What Collins was trying to do here was undersell himself, but he sells himself at the same time. That is the paradox of this man. He can’t help it. He knows it’s good to be humble, he plans to be humble, but he just wants to add this one last point. . . .
So you see the dilemma when he responds to criticism of him as a tyrannical coach, as he did after Sunday’s game. Someone asked about his reputation as a perfectionist.
“I have been a damn pussycat this year,” he said, his voice stung with hurt. “Our practices have been easier. I’ve raised my voice maybe three or four times all season. People want to portray me as Attila the Hun. But that’s bull—-.”
He speaks with such emotion that he must believe what he is saying. Yet in talking to the players privately, it is simply not true. They claim he raises his voice all the time, over the smallest little thing, that the atmosphere after a loss is suffocating and relentless and that, in a nutshell, the man needs to let out about 100 pounds of air pressure or he is going to explode.
None of this, by the way, is inherently bad. Hey. Wouldn’t you rather have a guy who cared about winning than a guy who said, “See ya tomorrow”?
Just the same, 82 games is a long haul, and nerves get frayed. When I asked Collins to be more honest about his coaching style, he at first repeated his earlier claim. Then he said that other coaches, such as Miami’s Pat Riley,
“are more intense than I am.”
Which is not the same as saying he’s not.
Eventually, Collins allowed that “maybe I care too much. But I’d rather have them put on my tombstone ‘He cared too much’ than ‘He was in it for the money.’
“If they don’t want someone here who cares like me, then they can get someone else who cares less.”
Ay, as Shakespeare would say. There’s the rub.
Pistons needed a fire
Fans — and players — forget that the coach before Collins was Don Chaney, who sometimes needed to be checked for a pulse. The Pistons were six feet under with Chaney. They needed a fire.
They got one with Collins. Now, critics say, he is too much flame, not enough oxygen. They want him to inspire the players, to coach them, teach them and improve them — but not to bug them. That’s a pretty narrow hallway they want him to walk down.
But this is how it works in the NBA. Once upon a time — I’m talking only 20 years ago — a coach with Collins’ intensity and smarts would have been a treasure. Players would have rallied around him, gone through walls, and in all likelihood, won him several championships.
But today is not 20 years ago. Many players today believe coaching means
“praise,” and what we used to call coaching means “criticism.” And since the players are more powerful than the coaches in the big picture, they don’t tolerate a whole lot. You need only look at Orlando to see what happens when the players get together for a vote.
There has been no vote on the Pistons. No players-only meeting. Dumars has refused to call one because he knows what the press will make of that. But what will stem this mini- cancer from spreading?
These latest problems didn’t surface until the Pistons started losing — which, since this team overachieved and the schedule is much tougher now, shouldn’t have been a surprise.

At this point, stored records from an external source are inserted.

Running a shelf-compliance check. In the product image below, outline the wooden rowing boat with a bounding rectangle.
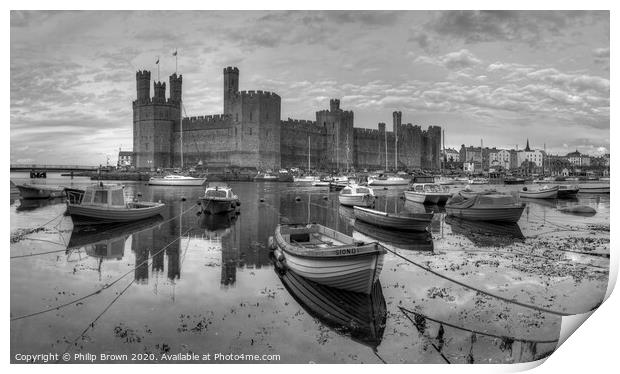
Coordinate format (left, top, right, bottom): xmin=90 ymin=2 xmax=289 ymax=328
xmin=446 ymin=195 xmax=525 ymax=222
xmin=273 ymin=224 xmax=386 ymax=294
xmin=353 ymin=206 xmax=433 ymax=231
xmin=276 ymin=267 xmax=387 ymax=349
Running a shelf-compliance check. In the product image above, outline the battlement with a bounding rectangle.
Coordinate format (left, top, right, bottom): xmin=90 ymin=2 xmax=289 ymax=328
xmin=136 ymin=70 xmax=151 ymax=80
xmin=239 ymin=90 xmax=280 ymax=99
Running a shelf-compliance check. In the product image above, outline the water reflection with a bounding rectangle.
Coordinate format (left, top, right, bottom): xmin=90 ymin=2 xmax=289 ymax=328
xmin=276 ymin=270 xmax=387 ymax=350
xmin=15 ymin=197 xmax=65 ymax=212
xmin=445 ymin=216 xmax=525 ymax=247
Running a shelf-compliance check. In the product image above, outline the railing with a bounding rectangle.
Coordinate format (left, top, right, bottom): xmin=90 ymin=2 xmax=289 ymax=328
xmin=11 ymin=164 xmax=99 ymax=171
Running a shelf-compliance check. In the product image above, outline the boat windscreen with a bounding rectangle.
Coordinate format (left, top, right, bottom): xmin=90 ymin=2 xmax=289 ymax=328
xmin=206 ymin=190 xmax=226 ymax=197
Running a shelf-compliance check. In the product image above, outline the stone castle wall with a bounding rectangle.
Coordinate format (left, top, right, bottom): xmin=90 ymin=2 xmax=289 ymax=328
xmin=133 ymin=67 xmax=441 ymax=170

But with losing comes gripes, pressure, stupid remarks. This latest soap opera is all of that.
And perhaps the victory over the Bulls is the temporary end of it.
It was, by the way, a sweet win, with Hill soaring and Terry Mills burning the nets and Dumars throwing in the long-range treys.
The Pistons didn’t squeak by the Bulls, they walloped them. And when it ended, Collins hugged Hill and he hugged Hunter and he hugged Dumars and he didn’t touch Thorpe and he didn’t even look at Long.
That’s where the Pistons stand now. Most on one side, a few on the other, but everyone aware that the coach is a handful, a tough act, and you have to suck it up or move on.
Normally, it’s pretty moving when a coach cries after a win. Too bad we had to ask if they were tears of joy or sorrow.